My support for the garden village option is partly predicated on this understanding and partly on the absolute requirement to deliver better infrastructure- like improvements to Junction 6 of the M25 and the widening of the A22. The real “line in the sand” is of course no more significant development in Caterham on the Hill.

There needs to be a grown up conversation about how our housing needs can be met without a quasi religious commitment to saving all the Green Belt. There are bits of it which contribute nothing and could be developed. Atavistic shibboleths do nothing to help form public policy. I will speak up to this effect at the Tandridge Council meeting on Thursday (12th October.)

As I write I am also preparing for the full Council meeting at Surrey (Tuesday 10th October.) In this case I will have to return to the issue of Housing Related Support funding- not because I believe the Council will change its mind- of course it won’t- but rather because the cut is a symptom of a fundamental weakness in the Council’s budget planning. As I pointed out to the Cabinet, a cut in funding which keeps vulnerable elderly people at home will produce a demand down the line- in say 18 months, for adult social care. That bill will be more than 50 times the saving in cutting HRS.

This approach to making the required budget savings is deeply flawed therefore and is symptomatic of a belief, somewhere in the corridors of County Hall, that the government will change its mind and bail out the County Council with a larger settlement before all these new cost pressures manifest themselves. It won’t. The County Council will go bust. It can predict what its income will be between now and 2020, and it can model, if it could be bothered, the potential call on its expenditure from children’s services (due to be inspected by Ofsted again soon), adult social care, and all the other demands made upon it. The funding gap should be shared with residents rather than consultations on piecemeal salami slicing of front line services.

I believe it should be absolutely transparent with Surrey residents and share that modelling. I believe it should look inside itself and ensure that its internal costs are cut to a minimum (why are we being asked to accept an increase in the allowance for Cabinet members of nearly £2000 to £24,402 in the current climate? That is truly shocking!)

When I see that modelling, and when I am convinced that its internal costs are properly under control, I will write to the Surrey MPs and make a case for a bail out. At the moment I can’t do that.

Sometimes things fall into place to remind you of why you wade through all this murky water. Some while ago I was concerned that there were inadequate counselling services locally for families, especially for those so badly affected by the floods and the trauma of being out of their homes.
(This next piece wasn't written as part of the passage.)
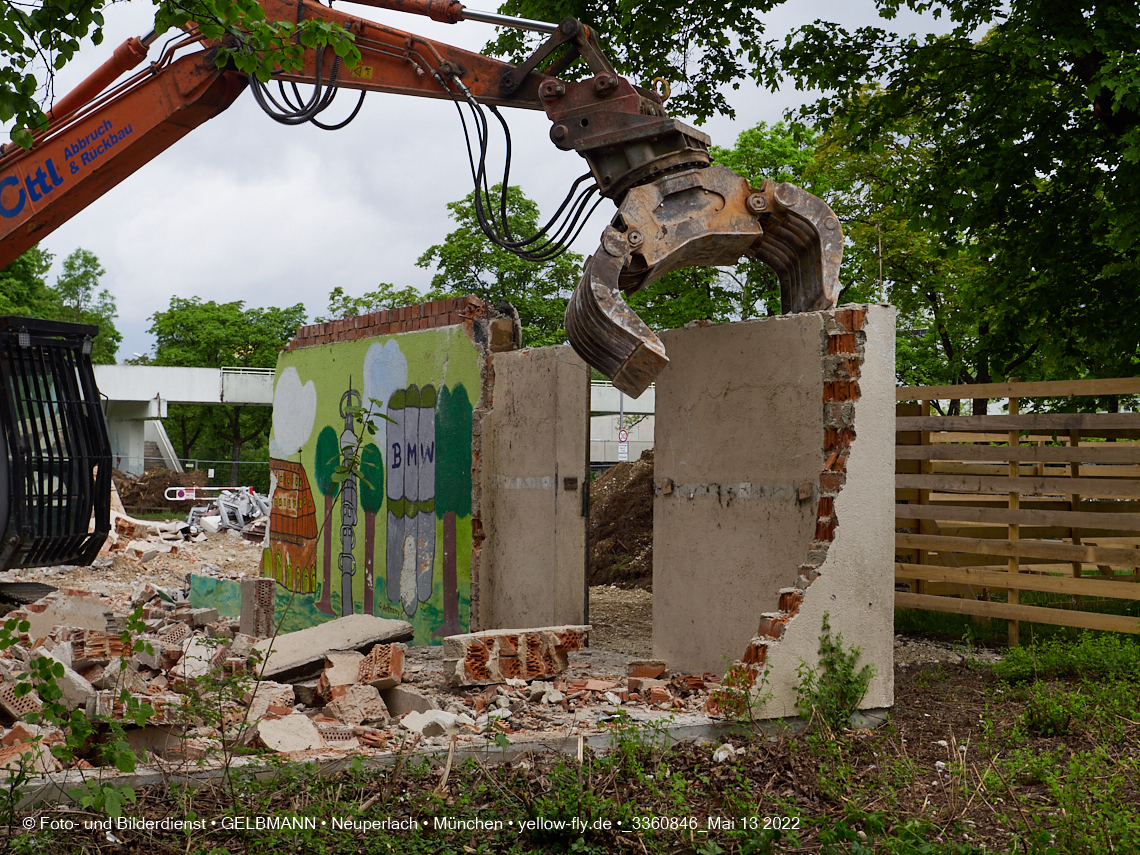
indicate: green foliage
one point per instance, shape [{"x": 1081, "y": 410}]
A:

I rambled on about this to a few people, including the Parish Council, and the senior partner, Dr Tony Clarke, at my local surgery. It occurred to me that the local Children’s Centre had staff trained to support mums, children and even dads, but I was not sure whether they had the capacity to provide a support service outside their Children’s Centre brief.

Well they do, and when I sat the wonderful Linda Smith, Children’s Centre manager, and Dr Clarke and Dr Newbon down with each other it was obvious that this was a potential partnership of immense significance.

So from the first week of November, doctors at Townhill surgery will be able to refer patients for support. Appointments will be available at the surgery on Fridays. Mums concerned about the very long waits for children’s mental health referrals or speech and language therapy will be able to see their children access support straight away from trained counsellors and adults struggling with managing a range of problems will have access to counselling. This will be a pilot project and if it works (which it will) we will find ways to roll it out to other surgeries.

Sometimes there is treasure to be found!